Our family friend has always been a truly outsized figure. Witty, unsentimental – and never one to refuse to another brandy. Whenever our families celebrated, he’s the one discussing the latest scandal to involve a member of parliament, or entertaining us with stories of the notorious womanizing of various Sheffield Wednesday players during the last four decades.

We would often spend the morning of Christmas Day with him and his family, prior to heading off to our own plans. However, one holiday season, roughly a decade past, when he was planning to join family abroad, he fell down the stairs, whisky in one hand, a suitcase gripped in the other, and fractured his ribs. Medical staff had treated him and told him not to fly. So, here he was back with us, making the best of it, but appearing more and more unwell.

The Day Progressed

The morning rolled on but the anecdotes weren’t flowing in their typical fashion. He insisted he was fine but his condition seemed to contradict this. He attempted to go upstairs for a nap but was unable to; he tried, gingerly, to eat Christmas lunch, and did not manage.

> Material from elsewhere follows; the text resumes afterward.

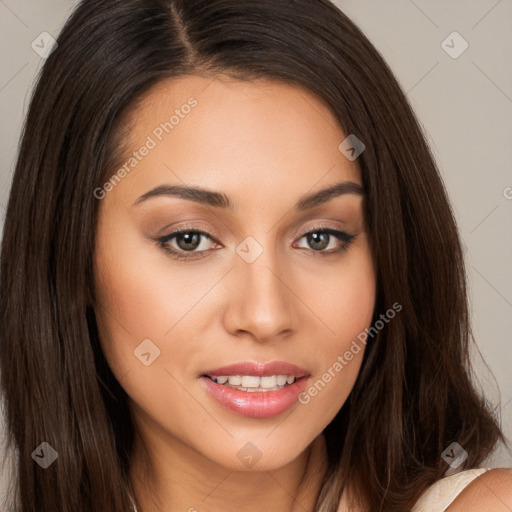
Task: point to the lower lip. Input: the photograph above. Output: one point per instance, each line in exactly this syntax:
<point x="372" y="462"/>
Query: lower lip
<point x="255" y="404"/>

So, before I’d so much as don any celebratory headwear, my mother and I made the choice to drive him to the emergency room.

The idea of calling for an ambulance crossed our minds, but how much of a delay would there be on Christmas Day?

A Rapid Decline

By the time we got there, he’d gone from poorly to hardly aware. Other outpatients helped us guide him to a ward, where the characteristic scent of clinical cuisine and atmosphere permeated the space.

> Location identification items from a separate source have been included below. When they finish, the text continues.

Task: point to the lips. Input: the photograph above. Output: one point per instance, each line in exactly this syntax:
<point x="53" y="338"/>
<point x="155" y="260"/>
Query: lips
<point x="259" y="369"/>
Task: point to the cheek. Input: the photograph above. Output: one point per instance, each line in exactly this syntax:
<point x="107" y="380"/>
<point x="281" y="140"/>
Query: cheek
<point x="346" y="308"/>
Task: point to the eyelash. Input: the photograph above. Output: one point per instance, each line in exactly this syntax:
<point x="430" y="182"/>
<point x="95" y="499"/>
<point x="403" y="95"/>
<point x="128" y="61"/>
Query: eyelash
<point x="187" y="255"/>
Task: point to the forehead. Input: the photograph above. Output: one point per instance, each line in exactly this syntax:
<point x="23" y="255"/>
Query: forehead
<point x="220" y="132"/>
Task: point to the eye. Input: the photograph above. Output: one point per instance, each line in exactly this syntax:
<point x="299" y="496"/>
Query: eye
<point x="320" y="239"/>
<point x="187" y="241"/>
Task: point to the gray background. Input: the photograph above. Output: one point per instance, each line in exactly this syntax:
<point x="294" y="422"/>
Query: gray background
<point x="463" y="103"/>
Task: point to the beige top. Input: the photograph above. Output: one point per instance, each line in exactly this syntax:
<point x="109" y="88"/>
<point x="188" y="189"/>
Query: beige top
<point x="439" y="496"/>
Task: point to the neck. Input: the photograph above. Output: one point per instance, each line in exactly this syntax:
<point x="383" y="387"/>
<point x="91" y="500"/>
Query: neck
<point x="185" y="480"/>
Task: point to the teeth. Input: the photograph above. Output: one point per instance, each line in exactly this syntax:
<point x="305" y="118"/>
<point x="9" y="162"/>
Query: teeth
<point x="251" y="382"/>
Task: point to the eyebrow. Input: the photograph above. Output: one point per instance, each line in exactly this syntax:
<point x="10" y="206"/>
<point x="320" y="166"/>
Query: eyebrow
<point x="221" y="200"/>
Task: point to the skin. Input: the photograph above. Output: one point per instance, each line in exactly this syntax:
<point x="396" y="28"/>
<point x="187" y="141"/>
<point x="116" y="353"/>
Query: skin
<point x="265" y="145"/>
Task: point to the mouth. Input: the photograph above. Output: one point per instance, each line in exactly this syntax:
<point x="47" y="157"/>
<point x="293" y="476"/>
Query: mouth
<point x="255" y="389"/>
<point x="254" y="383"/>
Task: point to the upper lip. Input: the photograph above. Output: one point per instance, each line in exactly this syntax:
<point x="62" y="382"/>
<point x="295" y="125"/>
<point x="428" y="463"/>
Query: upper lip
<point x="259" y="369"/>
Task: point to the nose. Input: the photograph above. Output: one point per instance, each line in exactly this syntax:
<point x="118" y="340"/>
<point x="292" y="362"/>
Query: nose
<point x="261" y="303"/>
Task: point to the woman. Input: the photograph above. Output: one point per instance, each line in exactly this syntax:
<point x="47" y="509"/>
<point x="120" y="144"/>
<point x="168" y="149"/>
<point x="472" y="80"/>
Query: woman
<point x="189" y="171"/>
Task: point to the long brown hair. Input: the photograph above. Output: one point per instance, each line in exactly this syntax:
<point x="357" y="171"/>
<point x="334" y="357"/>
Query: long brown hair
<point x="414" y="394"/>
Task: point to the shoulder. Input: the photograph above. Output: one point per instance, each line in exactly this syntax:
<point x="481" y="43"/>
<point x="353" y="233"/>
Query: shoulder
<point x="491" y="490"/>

Different though, was the spirit. One could see valiant efforts at holiday cheer everywhere you looked, even with the pervasive sterile and miserable mood; decorations dangled from IV poles and portions of holiday pudding went cold on bedside tables.

Upbeat nursing staff, who undoubtedly would have preferred to be at home, were working diligently and using that great term of endearment so unique to the area: “duck”.

A Subdued Return Home

After our time at the hospital concluded, we headed home to lukewarm condiments and festive TV programming. We watched something daft on television, probably Agatha Christie, and played something even dafter, such as a regionally-themed property trading game.

The hour was already advanced, and snowing, and I remember feeling deflated – did we lose the holiday?

Recovery and Retrospection

Even though he ultimately healed, he had truly experienced a lung puncture and later developed DVT. And, even if that particular Christmas isn’t a personal favourite, it has entered into our family history as “the Christmas I saved a life”.

Whether that’s strictly true, or contains some artistic license, I couldn’t possibly comment, but hearing it told each year certainly hasn’t hurt my ego. In keeping with our friend’s motto: “don’t let the truth get in the way of a good story”.

Dana King
Dana King

A tech enthusiast and writer passionate about emerging technologies and their impact on society.